El otro método se basaba en los explosivos. “Algunos días demolíamos de ocho a diez edificios. Otros días, ninguno –explica un militar–. Pero en general, en los 90 días que estuvimos allí, mi batallón destruyó entre 300 y 400 edificios. Nos alejábamos 300 metros y los volábamos”.
En ocasiones, cumplían órdenes de arriba. Lo más frecuente es que las unidades militares sobre el terreno no necesitaran directrices concretas. Los soldados saben que tienen que dejar atrás un mar de ruinas. El propio Netanyahu lo dijo en una reunión reciente de la Comisión de Exteriores del Parlamento, celebrada a puerta cerrada. “Estamos destruyendo más y más casas. No tendrán un sitio al que volver. El único resultado previsible será que los gazatíes desearán emigrar fuera de la franja” (de Gaza).

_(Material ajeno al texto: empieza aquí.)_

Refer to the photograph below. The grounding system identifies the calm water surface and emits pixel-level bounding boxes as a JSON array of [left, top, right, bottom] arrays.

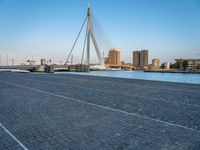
[[55, 71, 200, 84]]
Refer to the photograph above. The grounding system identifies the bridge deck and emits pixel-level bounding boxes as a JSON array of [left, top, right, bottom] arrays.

Algunos mandos militares no han tenido ningún problema en contarlo a medios israelíes. “Al final, no estamos luchando contra un ejército, sino contra una idea”, dijo el comandante del Batallón 74 en diciembre de 2024. “Si mato a los combatientes, la idea permanecerá. Pero yo quiero que la idea se convierta en inviable. Cuando miren Shujaiya (un barrio de Ciudad de Gaza), verán que no queda nada, sólo arena. Esa es la idea. No creo que puedan regresar en al menos cien años”.

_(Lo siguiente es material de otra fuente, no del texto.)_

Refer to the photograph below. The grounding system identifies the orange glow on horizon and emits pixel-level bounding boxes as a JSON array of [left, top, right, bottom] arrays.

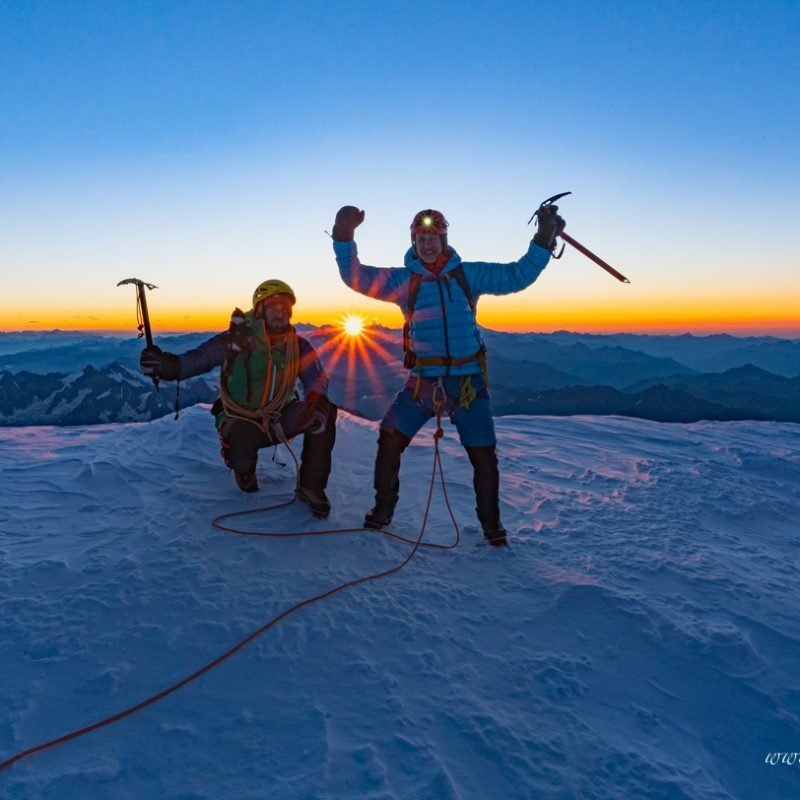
[[0, 296, 800, 338]]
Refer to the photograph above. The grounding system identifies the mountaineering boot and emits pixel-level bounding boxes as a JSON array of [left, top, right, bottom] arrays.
[[364, 506, 392, 530], [233, 470, 258, 492], [483, 525, 508, 547], [466, 445, 508, 547], [364, 428, 411, 528], [294, 486, 331, 519]]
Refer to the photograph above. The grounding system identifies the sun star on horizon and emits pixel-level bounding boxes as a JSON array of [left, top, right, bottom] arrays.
[[341, 313, 367, 337]]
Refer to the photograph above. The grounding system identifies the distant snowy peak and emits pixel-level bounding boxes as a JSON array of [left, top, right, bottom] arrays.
[[0, 362, 217, 426]]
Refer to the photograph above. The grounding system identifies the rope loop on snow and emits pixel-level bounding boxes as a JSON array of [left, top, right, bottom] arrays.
[[0, 422, 461, 772]]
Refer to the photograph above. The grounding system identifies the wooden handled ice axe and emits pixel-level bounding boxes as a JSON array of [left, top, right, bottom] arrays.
[[528, 192, 630, 283], [117, 278, 158, 389]]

En Shujaiya, vivían antes de la guerra cerca de 100.000 personas. Su nombre procede de un emir que luchó contra los cruzados en el siglo XIII. Fue la primera expansión de la localidad más allá de sus murallas originales. Siglos de historia han sido convertidos en ruinas en unos meses.
No cabe una definición más completa de genocidio que esta. No es sólo por los 53.901 muertos (según los últimos datos del sábado) o los más de 15.000 niños y adolescentes asesinados, que ya sería motivo suficiente para emplear esa palabra. Cuando tu objetivo es eliminar la presencia humana en amplias zonas de un país para que nadie pueda volver a vivir allí, como dice ese teniente coronel, lo que en el fondo estás buscando es borrar a un pueblo de la historia.